Snow, rain, ice, wind and frigid temperatures are disrupting air travel plans across the United States and bus and Amtrak passenger train service.
The impacts are being felt hardest in Chicago and Denver, where around a quarter of arrivals and departures -- hundreds of flights at each airport -- were cancelled on Thursday,
Leading into the holiday weekend, the impending storm was expected to bring blizzard conditions to the Great Lakes region, heavy rains followed by a flash freeze on the East Coast, wind gusts of 60 miles per hour (100 kph) and bitter cold as far south as the Mexican border.

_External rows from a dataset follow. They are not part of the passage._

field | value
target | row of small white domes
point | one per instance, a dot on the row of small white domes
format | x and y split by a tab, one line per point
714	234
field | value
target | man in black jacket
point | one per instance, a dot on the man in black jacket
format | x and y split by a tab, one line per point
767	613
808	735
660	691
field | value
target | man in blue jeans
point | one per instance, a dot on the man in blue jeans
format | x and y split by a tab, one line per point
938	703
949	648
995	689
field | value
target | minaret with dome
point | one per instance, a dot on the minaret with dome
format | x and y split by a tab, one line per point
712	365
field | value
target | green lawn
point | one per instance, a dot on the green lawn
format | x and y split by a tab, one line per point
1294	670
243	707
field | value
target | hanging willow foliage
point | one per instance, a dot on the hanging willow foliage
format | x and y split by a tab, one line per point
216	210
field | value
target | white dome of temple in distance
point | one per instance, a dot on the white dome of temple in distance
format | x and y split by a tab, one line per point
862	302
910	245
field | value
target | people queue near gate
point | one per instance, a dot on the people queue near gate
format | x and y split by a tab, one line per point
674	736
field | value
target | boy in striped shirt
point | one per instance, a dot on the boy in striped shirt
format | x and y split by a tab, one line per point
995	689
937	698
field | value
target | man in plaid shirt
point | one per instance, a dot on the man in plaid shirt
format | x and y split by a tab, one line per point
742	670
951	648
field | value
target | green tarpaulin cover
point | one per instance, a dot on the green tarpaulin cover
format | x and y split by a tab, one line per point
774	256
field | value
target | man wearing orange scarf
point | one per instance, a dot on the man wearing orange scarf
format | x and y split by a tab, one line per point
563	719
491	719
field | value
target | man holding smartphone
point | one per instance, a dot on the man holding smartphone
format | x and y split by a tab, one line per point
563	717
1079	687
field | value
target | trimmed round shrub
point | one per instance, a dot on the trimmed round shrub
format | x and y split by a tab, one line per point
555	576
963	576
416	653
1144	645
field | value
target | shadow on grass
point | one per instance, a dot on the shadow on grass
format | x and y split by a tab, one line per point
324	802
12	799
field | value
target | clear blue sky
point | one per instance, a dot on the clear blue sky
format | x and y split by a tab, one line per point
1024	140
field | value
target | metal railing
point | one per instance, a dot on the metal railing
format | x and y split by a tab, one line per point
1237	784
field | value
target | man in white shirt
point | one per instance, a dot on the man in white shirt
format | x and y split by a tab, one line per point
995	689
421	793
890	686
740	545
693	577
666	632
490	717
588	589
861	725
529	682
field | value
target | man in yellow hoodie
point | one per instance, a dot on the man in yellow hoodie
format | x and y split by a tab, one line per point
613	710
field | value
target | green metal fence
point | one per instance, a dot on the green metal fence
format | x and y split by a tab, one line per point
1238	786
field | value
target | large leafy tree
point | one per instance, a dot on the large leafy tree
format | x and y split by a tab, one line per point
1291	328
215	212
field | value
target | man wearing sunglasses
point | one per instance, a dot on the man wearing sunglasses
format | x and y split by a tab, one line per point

As the storm took shape over the Great Lakes on Thursday, a weather phenomenon known as a bomb cyclone was likely to develop from a "rapidly deepening low-pressure" system, the National Weather Service (NWS) said.
The cyclone could spawn snowfalls of a half inch (1.25 cm) per hour and howling winds from the Upper Midwest to the interior Northeast, producing near-zero visibility, the weather service said.
Combined with the arctic cold, wind-chill factors as low as 40 degrees below zero Fahrenheit (minus 40 Celsius) were forecast in the High Plains, the northern Rockies and Great Basin, the NWS said. Exposure to such conditions without adequate protection can cause frostbite within minutes.
By afternoon, well over half of the Lower 48 states, from Washington state to Florida, were under wind-chill alerts and other winter weather advisories affecting more than 200 million people, or roughly 60% of the U.S. population, the weather service reported.
The NWS map of looming weather hazards on Thursday, stretching from border to border and coast to coast, "depicts one of the greatest extends of winter weather warnings and advisories ever," the agency said.
According to officials, the upcoming Christmas could be the coldest ever recorded in the US
"It's dangerous and threatening," President Joe Biden said at the White House, urging Americans with travel plans to not delay and to set off on Thursday. "This is not like a snow day, when you were a kid, this is serious stuff."